Le Sèmèrès était parfaitement conscient que l’Ordre pouvait le retrouver de cette façon, et il faisait de son mieux pour rassembler ses scientistes selon leurs familles ; mais cela ne pouvait que limiter les pertes. Sa stratégie principale restait de demander à tous les défenseurs d’un village de se sacrifier.

Les Apprentis s’agitèrent, intrigués. Eux et leurs épées commençaient à distinguer les flammèches indiquant leurs objectifs pour les mois à venir.

« Il… commença un Onis hésitant. Il y en a beaucoup… Je croyais qu’on ne pouvait trouver qu’une poignée de laboratoires avec cette méthode ?

— Il y a beaucoup de villages, répondit Gorbak. Il faudra vérifier chaque signal, et les marques relevées par l’épée s’estomperont avec le temps. Rien ne dit que nous trouverons un autre laboratoire au bout du chemin.

— C’est presque déprimant, soupira Aixed avec ironie. Comment veulent-ils qu’on les trouve s’ils se cachent dans tout le désert ? »

Le proverbe improvisé fit sourire ses deux compagnons, et ne tarda pas à les distraire. Les brandons violets qu’ils sentaient danser à la lisière de leurs consciences s’évanouirent, les laissant aveugles pendant un bref instant.

« Ça ira pour ce soir, décida Gorbak. Vous vous familiariserez à l’exercice pendant que nous inspecterons ces villages.

— Combien de temps avons-nous ? demanda Aixed.

— Un mois, peut-être deux. »

C’était peu. C’était le temps qu’il fallait à un Démon pour faire tout le tour du désert sur sa frontière avec les royaumes côtiers.

« On ne pourra pas tout vérifier, constata Onis avec pragmatisme.

— Plus tôt vous pourrez vous fier à vos épées pour reprendre les perceptions de la mienne et vous indiquer votre objectif, et plus vite nous irons.

— C’est pas gagné, alors, lança Aixed. Je ne sais pas pour toi, Onis, mais je ne ferais pas confiance à la mienne pour renvoyer la lumière du soleil !

— M’en parle pas…

— Ça viendra, vous verrez. Les épées sont réticentes à se lier à des Humains ; elles préfèreraient toujours agir par elles-mêmes. Mais d’une certaine façon, elles sont les gagnantes dans l’affaire. »

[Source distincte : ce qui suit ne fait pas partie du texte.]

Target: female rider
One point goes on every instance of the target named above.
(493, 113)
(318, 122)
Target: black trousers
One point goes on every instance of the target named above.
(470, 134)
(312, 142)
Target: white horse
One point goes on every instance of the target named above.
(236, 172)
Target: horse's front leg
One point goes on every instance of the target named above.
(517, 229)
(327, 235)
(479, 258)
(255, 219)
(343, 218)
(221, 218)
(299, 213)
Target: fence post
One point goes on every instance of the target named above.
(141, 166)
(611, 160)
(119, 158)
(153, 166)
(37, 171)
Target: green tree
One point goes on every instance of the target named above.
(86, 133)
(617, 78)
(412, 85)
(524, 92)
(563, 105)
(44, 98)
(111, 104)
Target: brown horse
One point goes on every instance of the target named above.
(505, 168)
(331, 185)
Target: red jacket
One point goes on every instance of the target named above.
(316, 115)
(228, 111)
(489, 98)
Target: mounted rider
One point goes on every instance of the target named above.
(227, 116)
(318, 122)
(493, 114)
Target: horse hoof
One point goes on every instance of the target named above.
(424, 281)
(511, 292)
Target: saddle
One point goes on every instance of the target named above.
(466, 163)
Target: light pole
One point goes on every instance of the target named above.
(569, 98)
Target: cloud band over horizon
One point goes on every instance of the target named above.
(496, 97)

Les Apprentis ne répondirent pas, pesant les mots de leur maître. Ils n’étaient pas encore habitués à l’idée de partager la vie de spectres d’acier se nourrissant sur eux, sur leurs proies et sur leurs ennemis. Gorbak comprenait cela ; lui-même n’avait pas fait entièrement confiance à son épée avant qu’elle ne lui sauve la vie. Des années plus tôt…

« Je me rappelle le premier jour où j’ai cessé de voir la mienne comme un prédateur qu’on m’imposait, reprit-il. Ça a été soudain. Même maintenant, j’ai du mal à comprendre que cette lame puisse m’être dévouée. On ne s’y fait jamais, j’imagine…

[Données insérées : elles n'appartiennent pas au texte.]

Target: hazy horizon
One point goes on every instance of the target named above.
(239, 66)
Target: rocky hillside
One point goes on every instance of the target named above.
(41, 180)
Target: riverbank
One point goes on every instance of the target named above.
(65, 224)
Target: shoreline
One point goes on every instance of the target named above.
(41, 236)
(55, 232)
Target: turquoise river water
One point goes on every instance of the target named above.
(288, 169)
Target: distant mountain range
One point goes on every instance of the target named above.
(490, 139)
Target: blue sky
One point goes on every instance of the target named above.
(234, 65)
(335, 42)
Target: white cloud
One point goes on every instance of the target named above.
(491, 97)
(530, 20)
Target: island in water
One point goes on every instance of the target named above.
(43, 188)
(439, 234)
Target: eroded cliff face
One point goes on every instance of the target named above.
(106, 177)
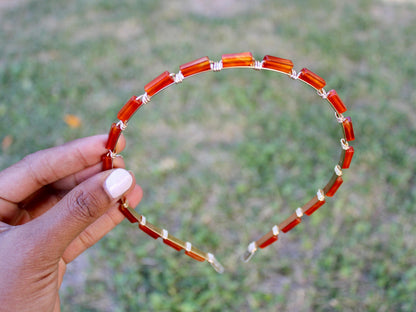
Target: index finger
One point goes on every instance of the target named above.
(47, 166)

— Oui, d’ailleurs, releva Aixed avec une certaine surprise. Je n’ai jamais entendu un seul conte qui parle vraiment d’une épée ; y en a-t-il ? »

Le vieux Guerrier s’accorda un temps de réflexion, demanda d’un regard si Onis en connaissait un, fouilla dans sa propre mémoire. C’était une question pertinente.

« Je ne saurais dire. Nul ne peut prétendre tous les connaître. Par contre, il y a… une rumeur. »

Quelque gondes de silences. Le mot était inhabituel chez les Guerriers et Gorbak le pesa soigneusement, sous les regards attentifs de ses Apprentis.

« Une rumeur, confirma-t-il finalement. Elle remonte au temps où j’étais novice, ce qui ne rajeunit personne. Je l’ai surtout entendue au début de mon noviciat ; sur la fin, les Maîtres de la Maison l’avaient reprise pour eux-mêmes, et la présentaient comme un mauvais exemple.

» Cette rumeur concerne une novice, soi-disant entrée dans la Forteresse quelques années avant moi. Elle aurait été impertinente et désobéissante, et se serait battue à mains nues avec une Mère lors de la Cérémonie de l’Œuf. »

Tous trois échangèrent un sourire ironique. Ce passage-là n’avait aucune crédibilité : personne ne pourrait survivre à ça.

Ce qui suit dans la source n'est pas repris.